I would have liked to keep on studying but I couldn’t afford it… so… off to work.” She completed secondary school at 18. At first, she worked on a seasonal basis. She dreamt of owning a house. She got lucky as she started working at Viñedos Emiliana for a season and quickly ended up with a permanent contract.

In la Vinilla, where she lives, this is how you survive: agriculture and vineyards. Hard labour.

During Winter, the worst thing is the cold, and I struggle with it.” She leaves really early in the morning, going through the mist, as if emerging from a fog. The vine branches are cold. The branches where the cane is attached are supported. Everything’s frozen. Everything is white. When the sun comes out, dewdrops start falling on their numb hands. It burns and it’s the coldest moment of the day. After that, another day begins: I get home… I start by hugging my son and then I head to the shower… And then it all starts: cooking lunch, preparing my boy’s backpack, asking him if there’s anything he needs…”.

In summer, it’s the heat. The valley feels like an oven. Under the sun, pruning and fixing the vines and protecting the grapes from the scorching sun.

In autumn, after harvest the buckets weigh 10 kilos. Cutting quickly and filling the buckets. Carrying them to the end of the row. You need to cut fast and run between the rows of vines. When there are no more grapes, the work is done.

Her father and his friends worked this way and so does her husband.

She’s 36 now and she’s had a permanent at Viñedos Emiliana for 10 years. Today, she isn’t worried about her job. She was able to buy a house but to do so required many harvests, lots of pruning and tying up vines. 

One day, someone sent her a photo of Emiliana wine from the US. I harvested that bottle… I wear the shirt for Emiliana”. Both the conditions and the Premium[1] help. This is why, at home, with her husband Jaime, they have good things to say about work. This is rare.

Every year, her 8-year-old son Danilo gets pharyngitis. It was difficult with no access to good health insurance. With the premium he finally got one. Now, she can rest assured.
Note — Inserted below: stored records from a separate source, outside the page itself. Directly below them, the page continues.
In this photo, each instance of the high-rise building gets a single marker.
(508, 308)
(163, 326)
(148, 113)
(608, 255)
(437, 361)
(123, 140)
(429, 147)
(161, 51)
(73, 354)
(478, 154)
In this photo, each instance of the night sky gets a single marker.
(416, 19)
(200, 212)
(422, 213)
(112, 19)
Her son says he wants to be like her, he sees her happy about her job thanks to the working conditions and the positive work environment: When we work in groups… like we always do… they say “come on girl, come with us”, they don’t leave me behind (…) During harvest, they take the buckets out, I cut them… we share the workload evenly”. There is no competition among colleagues, overtime is paid, they try to hire their staff permanently and give them work that isn’t seasonal.

However, she doesn’t want Danilo to work as an operator or harvester “Something linked to the fields… but not what I do, something higher up… because he likes the fields and I can’t take him away from that.” She hopes he’ll get a study grant thanks to the premium, like the one of her colleague’s daughters got. This way he’d have the opportunity to work as an agricultural technician.